You may work with one partner on this assignment. In this lab, you will design and performance test CUDA kernels for finding the maximum element in a large array.
Get a clean copy of the code from the origin/master branch and create a local and remote project8 branch by following these steps.
git fetch origin
git checkout -b project8 origin/master
git push -u private project8
The above commands assume that the default class code is on the origin remote, and your personal remote is named private. Furthermore, your working directory must be clean (no uncommitted changes to files under version control), before checking out a new branch. If this is not the case, add and commit you changes locally before switching to a project8 branch.
Once you and your partner have pushed the project8 branches, you can each checkout a shared8 branch to follow your partner's changes
git fetch partner
git checkout -b shared8 partner/project8
Note you should not merge into either the master, shared, or shared8 branches as you will later be unable to push your changes. Make sure you are on either the working or project8 branch before merging.
First compile and run maxval.cu.
This program is supposed to compute the maximum of an array of
floats. Initially a CPU only version has been provided for you. I provided various timing code
to time the GPU and CPU versions of this max function. Your first step is to write a simple
CUDA kernel that works with only one block and one thread. Because a global CUDA kernel
can only have a void return type, the variable result can be used to hold a GPU buffer that
can store one or more results. Call your kernel max gpu single, and have it store the max value
in the buffer result. The code in main will copy this buffer into a partial results buffer
and do some post processing. Call your kernel in main with one block and one thread, and note
the time. Check that your GPU result matches the CPU result before proceeding.
Next, change the size of N near the top of the code from 32 to 32*1024*1024. Comment out the
line in main which prints out the values of a[i] using cout, so you do not see 32 million items
print.

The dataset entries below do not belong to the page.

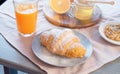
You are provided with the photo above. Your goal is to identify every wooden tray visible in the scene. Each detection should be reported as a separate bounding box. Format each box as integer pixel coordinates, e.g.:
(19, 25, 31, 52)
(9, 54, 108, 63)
(43, 1, 102, 28)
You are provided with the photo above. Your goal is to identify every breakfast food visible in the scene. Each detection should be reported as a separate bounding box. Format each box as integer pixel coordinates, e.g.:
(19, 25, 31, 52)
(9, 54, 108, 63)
(50, 0, 71, 14)
(104, 24, 120, 41)
(40, 29, 86, 58)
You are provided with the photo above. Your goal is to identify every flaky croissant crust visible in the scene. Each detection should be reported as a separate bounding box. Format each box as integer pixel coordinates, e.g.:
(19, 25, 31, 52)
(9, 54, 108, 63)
(40, 29, 86, 58)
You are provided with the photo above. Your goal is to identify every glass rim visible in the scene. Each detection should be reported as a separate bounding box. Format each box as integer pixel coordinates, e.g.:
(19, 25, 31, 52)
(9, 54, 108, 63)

Run your code and note the time for the GPU and CPU versions. If your GPU version is
significantly slower, that is OK at this point. Next, make the following changes and run some
experiments. Note, the GPU version may be so slow that it times out. If this happens, decrease the size of N until the kernel is able to finish.
Write a kernel called max_gpu_block that can be called on multiple blocks, each containing
one thread. Call your kernel with the following number of blocks: 4, 8, 16, 32, 64, 256,
and record the time. Note you will need to recompile. Note your kernel only needs to have
each block compute the max of all the elements that block checks. Each block can store its
maximum in results[blockIdx.x]. A small amount of post-processing by the GPU can
then find the maximum over all the blocks
Write a kernel called max_gpu_thread that can be called on a single block containing multiple
threads. Call your kernel with the following number of threads and record the time: 32,
64, 256, 512. You may need to change the variable partial size in main to max sure the
results buffer is the appropriate size. Each thread will write to one slot in this buffer which
is again post-processed by the CPU in main.

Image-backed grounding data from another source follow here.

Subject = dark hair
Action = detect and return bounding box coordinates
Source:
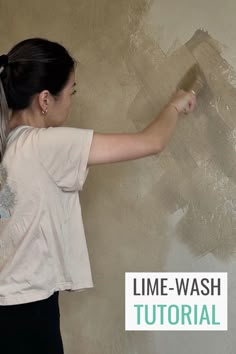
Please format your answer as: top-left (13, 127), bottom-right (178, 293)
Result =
top-left (0, 37), bottom-right (76, 163)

Finally, write a kernel called max_gpu_combined that can be called on a arbitrary number of
blocks, each with multiple threads. Try various block and thread counts when calling your
kernel, reporting at least three experiments and highlighting the parameters that result in
the shortest run time. At the thread level, you should use shared memory and a parallel reduction to compute the maximum value per block.
Test on two Cards
Test your code on at least two different graphics cards. See the list of Host graphics cards
. The specs in terms of multiprocessors, cores per multiprocess, and total number of cores is summarized below.
|FX 380 ||2||8||16
You should have four kernels (single, block, thread, combo) in your source code.
Run on at least two different graphics cards.
Put your results in a README.txt file. A sample format is shown below. If a kernel cannot run on the full 32 million elements, list the time and size of the largest input you can successfully run on.
Card 1: NVS450
Single kernel Time: ... Max size: ....
4 Blocks Time: ...
8 Blocks Time: ...
256 Blocks Time: ...
32 Threads Time: ...
64 Threads Time: ...
256 Threads Time: ...
B Blocks, T Threads Time: ...
Repeat above for different hardware.
Write your results in a README.txt file and add, commit, and push this file to your git repo. Note any test cases when you could not run on the full 32 million element array and summarize any patterns or peculiarities you noticed in your testing.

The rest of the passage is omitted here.